Amendment and Restatement of ABL Revolving Credit Facility
On June 12, 2018, the Borrower entered into a Second Amended and Restated Credit Agreement (as amended and/or restated, supplemented, or otherwise modified from time to time, (the “ABL Credit Agreement”), among the Borrower, Generac Holdings UK Limited, as U.K. Borrower, certain domestic subsidiaries of the Borrower, Generac Acquisition Corp., the lenders party thereto, Bank of America, N.A., as Administrative Agent, JPMorgan Chase Bank, N.A., as syndication agent, and Wells Fargo Bank, National Association, as Documentation Agent.
The ABL Credit Agreement provides for a three-year extension of the maturity date in respect of the senior secured ABL revolving credit facility provided thereunder (the “ABL Facility”), as well as an increase in the size of the ABL Facility from $250.0 million to $300.0 million.
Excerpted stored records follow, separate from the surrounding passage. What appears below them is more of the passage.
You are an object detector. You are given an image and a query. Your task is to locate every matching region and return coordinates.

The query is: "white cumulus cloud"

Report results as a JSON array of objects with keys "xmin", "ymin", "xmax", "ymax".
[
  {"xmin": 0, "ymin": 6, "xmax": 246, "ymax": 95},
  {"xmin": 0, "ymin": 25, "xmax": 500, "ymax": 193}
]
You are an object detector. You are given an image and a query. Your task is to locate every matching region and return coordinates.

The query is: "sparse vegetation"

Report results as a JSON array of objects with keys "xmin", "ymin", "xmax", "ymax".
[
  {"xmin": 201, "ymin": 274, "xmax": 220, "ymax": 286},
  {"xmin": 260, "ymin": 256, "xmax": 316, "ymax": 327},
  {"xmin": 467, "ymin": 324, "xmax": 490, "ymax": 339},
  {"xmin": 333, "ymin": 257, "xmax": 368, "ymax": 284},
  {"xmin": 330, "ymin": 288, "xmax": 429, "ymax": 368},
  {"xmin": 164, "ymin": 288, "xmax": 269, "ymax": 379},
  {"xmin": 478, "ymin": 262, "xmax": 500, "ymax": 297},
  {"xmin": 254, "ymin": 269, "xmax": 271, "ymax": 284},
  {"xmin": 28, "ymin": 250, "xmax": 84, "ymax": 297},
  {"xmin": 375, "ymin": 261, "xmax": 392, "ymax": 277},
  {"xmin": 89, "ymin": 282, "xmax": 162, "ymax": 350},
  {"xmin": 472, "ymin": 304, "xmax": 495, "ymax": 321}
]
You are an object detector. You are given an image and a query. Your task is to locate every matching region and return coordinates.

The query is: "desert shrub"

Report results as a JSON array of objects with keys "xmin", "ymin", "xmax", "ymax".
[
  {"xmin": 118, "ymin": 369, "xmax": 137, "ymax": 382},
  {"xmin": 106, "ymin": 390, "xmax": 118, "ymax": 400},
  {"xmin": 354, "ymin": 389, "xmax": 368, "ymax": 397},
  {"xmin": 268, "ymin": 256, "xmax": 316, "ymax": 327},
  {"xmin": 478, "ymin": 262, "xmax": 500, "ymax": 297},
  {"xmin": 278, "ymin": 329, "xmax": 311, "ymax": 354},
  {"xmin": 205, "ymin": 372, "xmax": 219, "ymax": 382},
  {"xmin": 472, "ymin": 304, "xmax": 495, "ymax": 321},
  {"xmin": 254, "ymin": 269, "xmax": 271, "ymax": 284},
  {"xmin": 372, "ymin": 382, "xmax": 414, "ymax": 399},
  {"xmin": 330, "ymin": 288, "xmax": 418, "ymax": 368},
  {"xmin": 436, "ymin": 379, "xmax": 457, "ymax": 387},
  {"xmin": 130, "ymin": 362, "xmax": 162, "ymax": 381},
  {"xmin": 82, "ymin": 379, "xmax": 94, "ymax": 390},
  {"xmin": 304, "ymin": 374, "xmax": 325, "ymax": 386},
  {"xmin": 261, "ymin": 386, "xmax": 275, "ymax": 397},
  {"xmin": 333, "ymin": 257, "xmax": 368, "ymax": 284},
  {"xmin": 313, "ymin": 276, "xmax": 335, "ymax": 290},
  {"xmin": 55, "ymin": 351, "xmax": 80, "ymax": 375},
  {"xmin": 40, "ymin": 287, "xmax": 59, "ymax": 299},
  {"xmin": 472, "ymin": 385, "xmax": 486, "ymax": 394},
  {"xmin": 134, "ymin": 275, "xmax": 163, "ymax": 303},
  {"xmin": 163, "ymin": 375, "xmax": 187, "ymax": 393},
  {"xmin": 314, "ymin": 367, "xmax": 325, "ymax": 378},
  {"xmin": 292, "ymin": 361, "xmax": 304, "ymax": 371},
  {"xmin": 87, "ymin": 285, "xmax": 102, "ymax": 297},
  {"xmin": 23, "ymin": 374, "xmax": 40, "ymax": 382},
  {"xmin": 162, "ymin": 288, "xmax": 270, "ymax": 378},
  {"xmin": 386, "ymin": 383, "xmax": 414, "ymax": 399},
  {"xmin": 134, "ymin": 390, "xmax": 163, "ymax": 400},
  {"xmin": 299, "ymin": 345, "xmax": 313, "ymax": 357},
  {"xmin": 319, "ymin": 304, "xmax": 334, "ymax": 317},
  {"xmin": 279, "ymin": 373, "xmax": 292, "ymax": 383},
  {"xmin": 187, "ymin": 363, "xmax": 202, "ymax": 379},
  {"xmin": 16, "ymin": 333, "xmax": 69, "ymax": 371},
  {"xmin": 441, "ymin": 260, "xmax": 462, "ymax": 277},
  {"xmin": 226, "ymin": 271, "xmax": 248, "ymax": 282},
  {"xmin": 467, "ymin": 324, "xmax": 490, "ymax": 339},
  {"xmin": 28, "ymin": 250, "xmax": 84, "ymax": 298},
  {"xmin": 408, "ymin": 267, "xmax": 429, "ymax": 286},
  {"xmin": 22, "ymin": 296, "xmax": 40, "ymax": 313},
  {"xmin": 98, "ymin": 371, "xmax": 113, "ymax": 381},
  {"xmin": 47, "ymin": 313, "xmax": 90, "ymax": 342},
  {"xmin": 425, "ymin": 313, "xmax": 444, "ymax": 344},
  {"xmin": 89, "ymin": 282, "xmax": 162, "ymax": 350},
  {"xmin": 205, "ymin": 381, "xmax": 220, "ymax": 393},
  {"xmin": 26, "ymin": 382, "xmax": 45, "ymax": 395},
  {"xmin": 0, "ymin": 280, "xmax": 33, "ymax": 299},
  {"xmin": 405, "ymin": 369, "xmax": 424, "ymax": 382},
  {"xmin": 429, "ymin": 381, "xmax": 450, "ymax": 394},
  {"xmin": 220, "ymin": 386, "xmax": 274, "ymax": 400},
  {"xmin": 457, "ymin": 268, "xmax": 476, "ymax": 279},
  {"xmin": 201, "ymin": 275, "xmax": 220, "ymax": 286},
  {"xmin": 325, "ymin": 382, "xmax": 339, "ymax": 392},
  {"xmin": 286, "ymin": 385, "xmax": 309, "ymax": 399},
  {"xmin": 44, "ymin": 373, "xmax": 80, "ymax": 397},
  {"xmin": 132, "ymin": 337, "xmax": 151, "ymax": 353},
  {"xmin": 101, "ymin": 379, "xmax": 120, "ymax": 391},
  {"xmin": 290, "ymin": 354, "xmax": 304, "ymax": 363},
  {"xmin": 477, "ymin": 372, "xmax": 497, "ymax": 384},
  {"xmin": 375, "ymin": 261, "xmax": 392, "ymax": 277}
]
Up to $50.0 million of the ABL Facility can be used by the U.K. Borrower for borrowings in U.S. Dollars, Euros, and/or Pound Sterling. Subject to the terms of the ABL Credit Agreement, the extended maturity date of the ABL Facility is June 12, 2023. The ABL Credit Agreement further provides for an increase in the Letter of Credit sublimit under the ABL Facility from $25.0 million to $75.0 million, and a favorable pricing reduction in certain applicable interest rates, among other items. Borrowings under the ABL Facility previously bore interest at a per annum rate based upon LIBOR plus an applicable margin of between 1.25% and 1.75%, but will now bear interest at a per annum rate based upon LIBOR plus an applicable margin of between 1.125% and 1.375%, in each case subject to adjustments based upon average availability under the ABL Facility.
The ABL Credit Agreement is attached hereto as Exhibit 10.2 and incorporated herein by reference. The foregoing summary does not purport to be complete and is qualified in its entirety by reference to such exhibit.